Anche sul lavoro le notizie erano incoraggianti. Un’avvocatessa dell’FBI, tale Lynda Cole, aveva ottenuto un mandato e gli agenti del Bureau erano tornati nel club della Virginia. Quando finalmente Ned Mahoney mi rispose al cellulare, erano già sul luogo.
Bree mi diede il cambio (a lei l’avrebbe dato zia Tia qualche tempo dopo) e nel pomeriggio mi recai in Virginia a dare un’altra occhiata al Blacksmith Farms.
Ned mi venne a prendere davanti all’ingresso principale. Le indagini si concentravano particolarmente sulla dépendance sul retro, una costruzione che comprendeva un garage a tre posti al pianoterra e una suite al primo piano, cui si accedeva mediante una scala interna.
Sembrava una suite dell’Hay-Adams Hotel, con rivestimenti in tessuti morbidissimi sui toni chiari, elegante controsoffitto nella zona pranzo e caminetto con mensola in legno lucidissima.
Se non fosse stato per la presenza dei tecnici, sarebbe stato un appartamento da rivista.
«Il mistero è la camera da letto» disse Ned. Lo seguii oltre la portafinestra, munita di tende. «Non ci sono tappeti, accessori, lenzuola... Niente di niente» disse. Lo vedevo anche da solo. A parte il letto spoglio, un comò e due comodini, sembrava la stanza di uno che si è appena trasferito altrove.

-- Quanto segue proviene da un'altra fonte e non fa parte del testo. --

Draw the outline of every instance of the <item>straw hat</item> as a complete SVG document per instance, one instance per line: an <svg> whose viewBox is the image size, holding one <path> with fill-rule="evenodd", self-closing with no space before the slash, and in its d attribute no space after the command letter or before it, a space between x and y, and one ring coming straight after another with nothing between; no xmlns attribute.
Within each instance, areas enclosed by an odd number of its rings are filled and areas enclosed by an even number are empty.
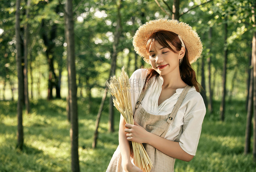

«I tecnici non hanno trovato neppure un pelo o una fibra. E così abbiamo provato con il luminol.»
Ecco perché c’erano lampade UV portatili nella stanza. Mahoney spense la luce sul soffitto e chiuse la porta. «Facciamogli vedere, ragazzi.»
Accese le lampade, la stanza si illuminò di una luce che sembrava radioattiva: pareti, pavimento e mobili emanavano un chiarore azzurro fluorescente. Sembrava di essere in una puntata di CSI.
«Qui le pulizie sono state fatte in maniera molto professionale» disse Mahoney. «E non da un’impresa qualsiasi.»
Uno dei limiti del luminol è che reagisce non solo al sangue, ma anche a detergenti che si usano per lavarlo via, come la candeggina. Ed era per questo che la stanza brillava dappertutto: sembrava che l’avessero cosparsa di Clorox.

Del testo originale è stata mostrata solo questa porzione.